Dispatch-Embedded Long-Term Tail Risk Assessment and Mitigation via CVaR for Renewable Power Systems
This addresses long-term risk assessment and mitigation for renewable power systems, which is incremental as it builds on existing models by explicitly including dispatch strategies.
The paper tackles the underestimation of long-term power supply risks in renewable energy systems by proposing a framework that embeds dispatch strategies, using CVaR to quantify tail risks and refining dispatch for mitigation, with case studies on a modified IEEE-39 bus system showing efficacy.

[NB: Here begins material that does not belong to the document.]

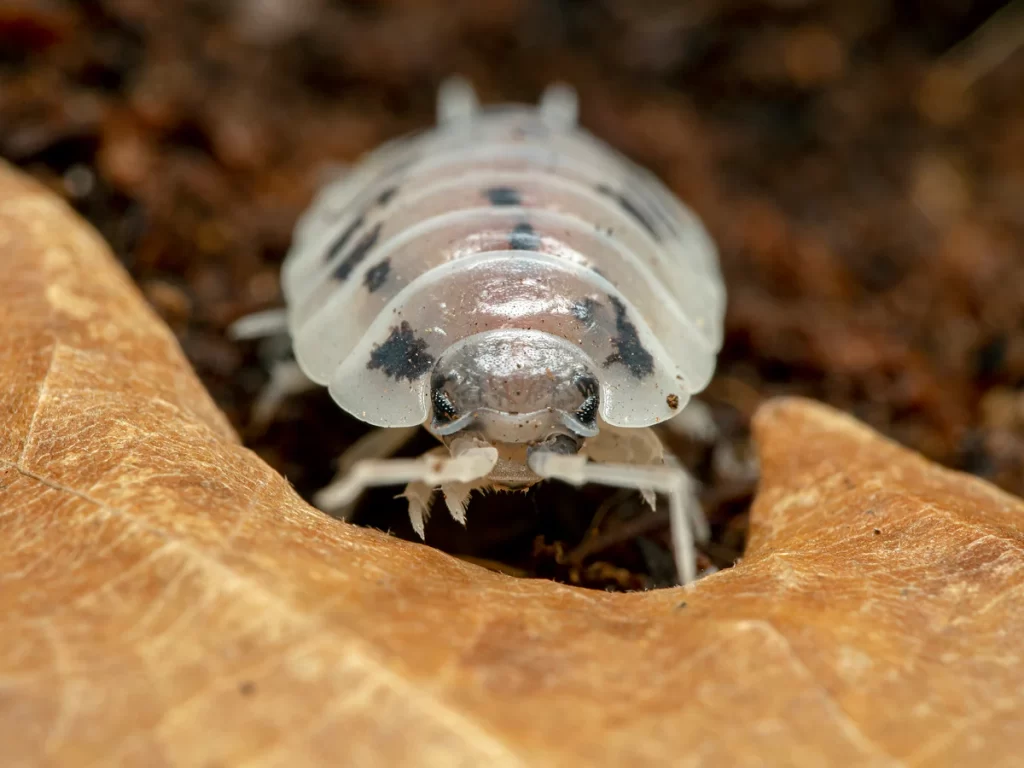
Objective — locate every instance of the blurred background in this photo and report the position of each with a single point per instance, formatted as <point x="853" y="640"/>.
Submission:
<point x="859" y="163"/>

Renewable energy (RE) generation exhibits pronounced seasonality and variability, and neglecting these features can lead to significant underestimation of long-term power system risks in power supply. While long-term dispatch strategies are essential for evaluating and mitigating tail risks, they are often excluded from existing models due to their complexity. This paper proposes a long-term tail risk assessment and mitigation framework for renewable power systems, explicitly embedding dispatch strategies. A representative scenario generation method is designed, combining multi-timescale Copula modeling to capture RE's long-range variability and correlation. Building on these scenarios, an evolution-based risk assessment model is established, where Conditional Value-at-Risk (CVaR) is employed as a robust metric to quantify tail risks. Finally, a controlled evolution-based risk mitigation scheme is introduced to refine long-term dispatch strategies for mitigating tail risks. Case studies on a modified IEEE-39 bus system incorporating real-world data substantiate the efficacy of the proposed method.